Part 1, also called “Dear Shirley,” is a masterful project. It’s dynamite, and speaks to us from the front lines of the identity politics wars of the late 70’s and early 80’s, as ethnic, racial and sexual minorities fought to claim space in America.
I know the Pictures Generation taught us to question reality, but the diaristic letters to the off-screen Shirley, (like Vera from Cheers,) seem real to me. And the pictures line up with a narrative of a young, gay, Jewish woman who marries a man in Vermont in 1971.
By 1978, they seem to be experimenting with an open relationship, but really her husband is slowly falling in love with Nancy, and pushing Hinda out.
She finds love with Susan, and their relationship grows, suffers setbacks, and ultimately seems to prevail. We learn this from the many letters in the book, all to Shirley, until they’re not.
There are many nude images, frankly, and I can’t photograph them for you, as we’ve maintained a SFW policy in the column for years. But they’re strong, and I like the inclusion of contact sheets along with the staged portraits and few landscape establishment shots.
It feels real, and I trust it to be real, even though perhaps I should question it.

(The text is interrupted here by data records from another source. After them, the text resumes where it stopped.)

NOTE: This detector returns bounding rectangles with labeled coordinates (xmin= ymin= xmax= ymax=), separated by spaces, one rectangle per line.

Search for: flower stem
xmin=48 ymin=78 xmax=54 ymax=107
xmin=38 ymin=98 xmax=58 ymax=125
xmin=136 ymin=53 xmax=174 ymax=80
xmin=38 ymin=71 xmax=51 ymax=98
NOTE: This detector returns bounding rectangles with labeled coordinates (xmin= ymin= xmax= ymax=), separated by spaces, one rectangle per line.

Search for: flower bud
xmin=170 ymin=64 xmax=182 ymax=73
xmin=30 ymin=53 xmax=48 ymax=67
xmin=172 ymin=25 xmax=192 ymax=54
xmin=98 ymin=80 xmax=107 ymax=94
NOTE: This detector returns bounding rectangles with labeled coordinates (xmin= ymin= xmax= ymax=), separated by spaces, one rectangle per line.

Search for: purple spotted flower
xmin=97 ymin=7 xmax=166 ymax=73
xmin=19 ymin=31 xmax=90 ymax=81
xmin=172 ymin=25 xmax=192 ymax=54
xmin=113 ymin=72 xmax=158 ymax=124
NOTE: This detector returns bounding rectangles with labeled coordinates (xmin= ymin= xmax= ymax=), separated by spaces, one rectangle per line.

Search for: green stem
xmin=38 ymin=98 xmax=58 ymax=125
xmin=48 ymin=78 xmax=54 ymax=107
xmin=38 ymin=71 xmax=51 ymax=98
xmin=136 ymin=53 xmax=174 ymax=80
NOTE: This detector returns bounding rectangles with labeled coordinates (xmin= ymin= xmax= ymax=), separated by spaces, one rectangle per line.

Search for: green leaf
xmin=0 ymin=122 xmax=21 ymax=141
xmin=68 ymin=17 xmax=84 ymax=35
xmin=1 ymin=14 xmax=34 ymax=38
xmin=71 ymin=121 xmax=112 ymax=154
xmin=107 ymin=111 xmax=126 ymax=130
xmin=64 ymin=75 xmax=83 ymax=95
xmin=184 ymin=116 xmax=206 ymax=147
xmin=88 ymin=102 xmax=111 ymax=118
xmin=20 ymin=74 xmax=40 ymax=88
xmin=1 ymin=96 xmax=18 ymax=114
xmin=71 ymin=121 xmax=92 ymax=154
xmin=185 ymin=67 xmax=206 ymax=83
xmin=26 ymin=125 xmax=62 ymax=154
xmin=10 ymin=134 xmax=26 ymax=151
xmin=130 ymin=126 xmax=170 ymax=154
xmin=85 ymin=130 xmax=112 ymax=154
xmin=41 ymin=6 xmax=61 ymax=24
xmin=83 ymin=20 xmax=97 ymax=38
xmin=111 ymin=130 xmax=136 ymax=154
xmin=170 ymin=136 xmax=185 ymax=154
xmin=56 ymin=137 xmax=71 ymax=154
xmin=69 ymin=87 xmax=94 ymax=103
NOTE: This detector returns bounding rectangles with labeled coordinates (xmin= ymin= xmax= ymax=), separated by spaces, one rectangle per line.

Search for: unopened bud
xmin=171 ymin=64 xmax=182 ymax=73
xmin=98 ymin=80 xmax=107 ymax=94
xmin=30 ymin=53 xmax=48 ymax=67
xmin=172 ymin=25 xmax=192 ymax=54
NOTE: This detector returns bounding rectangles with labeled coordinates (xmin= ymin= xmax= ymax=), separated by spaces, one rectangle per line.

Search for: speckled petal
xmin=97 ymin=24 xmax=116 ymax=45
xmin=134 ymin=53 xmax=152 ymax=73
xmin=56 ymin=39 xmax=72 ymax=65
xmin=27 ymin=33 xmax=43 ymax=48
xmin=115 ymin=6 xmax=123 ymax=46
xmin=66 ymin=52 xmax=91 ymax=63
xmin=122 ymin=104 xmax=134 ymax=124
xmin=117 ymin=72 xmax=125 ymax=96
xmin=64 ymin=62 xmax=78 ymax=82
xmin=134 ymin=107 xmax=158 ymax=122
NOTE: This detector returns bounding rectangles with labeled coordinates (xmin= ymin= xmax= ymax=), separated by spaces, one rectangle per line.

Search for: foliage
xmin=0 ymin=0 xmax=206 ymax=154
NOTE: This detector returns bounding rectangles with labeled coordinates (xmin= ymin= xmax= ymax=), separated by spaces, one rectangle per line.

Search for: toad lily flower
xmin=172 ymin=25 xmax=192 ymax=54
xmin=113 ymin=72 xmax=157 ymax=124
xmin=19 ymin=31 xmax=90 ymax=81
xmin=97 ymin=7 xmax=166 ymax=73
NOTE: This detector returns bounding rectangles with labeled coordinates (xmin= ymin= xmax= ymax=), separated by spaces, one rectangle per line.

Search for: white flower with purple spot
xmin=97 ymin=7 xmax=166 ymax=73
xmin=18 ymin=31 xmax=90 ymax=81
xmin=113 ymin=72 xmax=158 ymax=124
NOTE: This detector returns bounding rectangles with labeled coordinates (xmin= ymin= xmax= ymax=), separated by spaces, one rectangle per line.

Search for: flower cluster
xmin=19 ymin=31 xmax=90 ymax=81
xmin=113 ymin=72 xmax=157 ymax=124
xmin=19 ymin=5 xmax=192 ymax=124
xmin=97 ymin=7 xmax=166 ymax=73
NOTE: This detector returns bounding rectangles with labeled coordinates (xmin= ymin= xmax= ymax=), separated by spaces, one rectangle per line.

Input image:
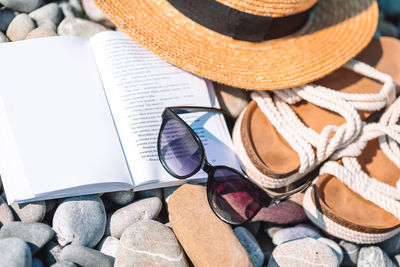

Part 1 seems to end in 1988. And design-wise, I think use of text-printed vellum, in small see-through blocks, was successful. (If risky.)
My only “but” with this book, if you’re sensing a “but” coming, is that I think Part 2, “A True Story,” is not very good. I get why it’s there, bookending life, but the quality difference between the two series is way too big to ignore.
The former images were technically astute, artistically composed black and white photos, and the accompanying writing was taut in every way.
Every single thing felt necessary.
The color pictures seem to have been shot with a not-very-good digital point and shoot, and the writing evokes bad high school poetry. Colors and compositions are off, and the entire technical competence is called into question.
But then the biographical text at the book’s end made me reevaluate the story, as my certitude that Part 1 was “true” was called into question by the seemingly false narrative of Part 2.
“A True Story” suggests that after a time together, or perhaps after a reunion, Hinda and Susan get a divorce late in life. Their love story ends, and heartbreak is the predominant sentiment.
But that blasted epilogue heavily suggests that the two women are happily married and still deeply in love.
Which is it?
I’m betting that Part 1 is “real,” and Part 2 is “fake,” but I can’t say I’m sure.
Can a book end on a riddle?
Can a book review end with a question?